Pendant dix jours, des effigies de Ganesh, dieu hindou de la sagesse et des commencements, ont décoré les façades, rues et pandal (1) des lieux où résident les communautés hindoues. Dans l’État de Maharashtra (Inde), des milliers de statues de la fameuse divinité à tête d’éléphant parsemaient Bombay, lieu emblématique du festival Ganesh Chaturthi, qui honore chaque année le voyage sur terre de Bappa, descendu du mont Kailash, demeure de ses parents, Shiva et Parvati.

Le rituel de Ganesh Visarjan

Lors du onzième jour des festivités, qui tombe cette année mardi 1erseptembre, les statues de Ganesh sont transportées vers des points d’eau pour y être immergées et s’y dissoudre, une pratique liée au rituel de Ganesh Visarjan, qui marque le retour de Bappa chez lui. « Ce processus de fabrication de statues éphémères, suivi de leur destruction, est récurrent lors des rites hindous. Il rappelle le caractère impermanent de toute chose », explique le père Jacques Scheuer, spécialiste de l’hindouisme, professeur émérite de l’université catholique de Louvain et enseignant au centre Sèvres.

« Le monde est une manifestation de la puissance de la divinité, source créatrice de l’univers. Par la destruction de cette manifestation dans les dimensions extérieures de l’espace et du temps, le monde doit être ramené à l’unité, à son point d’origine au sein de la divinité », précise le jésuite. Un tel rite porte également en lui une signification morale, puisque, selon Jacques Scheuer, « fabriquer des images provisoires, qui durent le temps de la fête pour être enfin abolies et dissoutes, rappelle la nécessité de ne s’attacher à rien ».

Malheureusement, la plupart de ces statues de plâtre, souvent imposantes, et décorées de peinture et fleurs en plastiques, ne se décomposent qu’après plusieurs années, rejetant des substances chimiques dans les eaux qu’elles envahissent. On compte environ 150 000 statues immergées chaque année à Bombay.
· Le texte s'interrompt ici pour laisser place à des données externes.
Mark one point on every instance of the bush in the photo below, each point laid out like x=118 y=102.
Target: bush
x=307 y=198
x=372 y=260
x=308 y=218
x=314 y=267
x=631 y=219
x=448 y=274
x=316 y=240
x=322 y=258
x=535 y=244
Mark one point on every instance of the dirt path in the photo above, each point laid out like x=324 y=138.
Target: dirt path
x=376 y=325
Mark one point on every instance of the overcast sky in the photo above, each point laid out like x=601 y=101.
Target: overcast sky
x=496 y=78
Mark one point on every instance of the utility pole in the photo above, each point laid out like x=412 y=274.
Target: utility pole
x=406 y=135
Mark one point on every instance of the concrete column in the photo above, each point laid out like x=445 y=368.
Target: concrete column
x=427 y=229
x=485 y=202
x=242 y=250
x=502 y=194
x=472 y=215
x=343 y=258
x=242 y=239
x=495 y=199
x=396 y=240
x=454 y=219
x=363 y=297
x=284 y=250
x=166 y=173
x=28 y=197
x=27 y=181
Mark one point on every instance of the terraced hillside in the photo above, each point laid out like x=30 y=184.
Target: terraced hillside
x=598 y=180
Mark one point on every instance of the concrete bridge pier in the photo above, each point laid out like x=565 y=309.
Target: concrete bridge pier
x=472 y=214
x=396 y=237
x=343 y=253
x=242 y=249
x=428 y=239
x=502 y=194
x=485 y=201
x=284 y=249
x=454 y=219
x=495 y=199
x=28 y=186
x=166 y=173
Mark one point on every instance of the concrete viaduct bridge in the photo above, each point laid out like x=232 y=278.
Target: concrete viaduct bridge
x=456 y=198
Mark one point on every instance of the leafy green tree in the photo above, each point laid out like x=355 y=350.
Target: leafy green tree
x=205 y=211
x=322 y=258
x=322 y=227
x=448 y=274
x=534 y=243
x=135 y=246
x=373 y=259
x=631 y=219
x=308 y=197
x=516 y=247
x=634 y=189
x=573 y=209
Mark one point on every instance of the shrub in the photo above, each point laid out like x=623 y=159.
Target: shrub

« C’est le rite qui importe »

La pollution des eaux liée à l’événement peut sembler contradictoire avec une certaine dimension de la foi hindoue. « Dans l’hindouisme, le ciel, la terre, le cosmos font partie d’un grand tout en communion. » explique Jacques Scheuer. Pourtant, cette assise théologique ne permet pas une prise en compte significative des enjeux écologiques.

« Cette conception cosmique, poursuit le prêtre, qui inclut les animaux et les végétaux, ne signifie pas nécessairement une réflexion concrète sur les dégâts que peut subir l’environnement. Le rite, surtout, est important. »

À ce propos, l’exemple du Gange, « considéré comme ce qu’il y a de plus pur et de plus purifiant », est révélateur. « On y déverse quantité de détritus ou de restes de crémations. On y lave le bétail, les égouts s’y déversent », souligne le jésuite. « Certains milieux hindous prennent conscience de cette contradiction. Mais pour la plupart des gens ça n’est pas important ».

L’opportunité « Covid-19 »

Les dégâts infligés à l’environnement lors du festival ont récemment commencé à être considérés. Ainsi, en 2018, une idole intensément vénérée, Lalbaugcha Raja, qui mesure plus de six mètres de haut, avait été décorée par des matériaux biodégradables. En outre, certains fabricants abandonnent le « plâtre de Paris » au profit de l’argile.

Une solution serait néanmoins de ne pas envahir les points d’eaux avec ces effigies, dont seule une minorité est réellement biodégradable. Or c’est précisément cette solution que l’épidémie de coronavirus encourage. Normes de distanciation sociale obligent, les habituelles processions ne pourront avoir lieu. Par conséquent, la Brihanmumbai Municipal Corporation (BMC), a installé plus de 200 bassins artificiels à travers la ville afin de maintenir la tradition tout en évitant les attroupements. Une manière d’éviter que les statues se perdent dans la nature.

(1) structures provisoires utilisées lors de diverses cérémonies religieuses.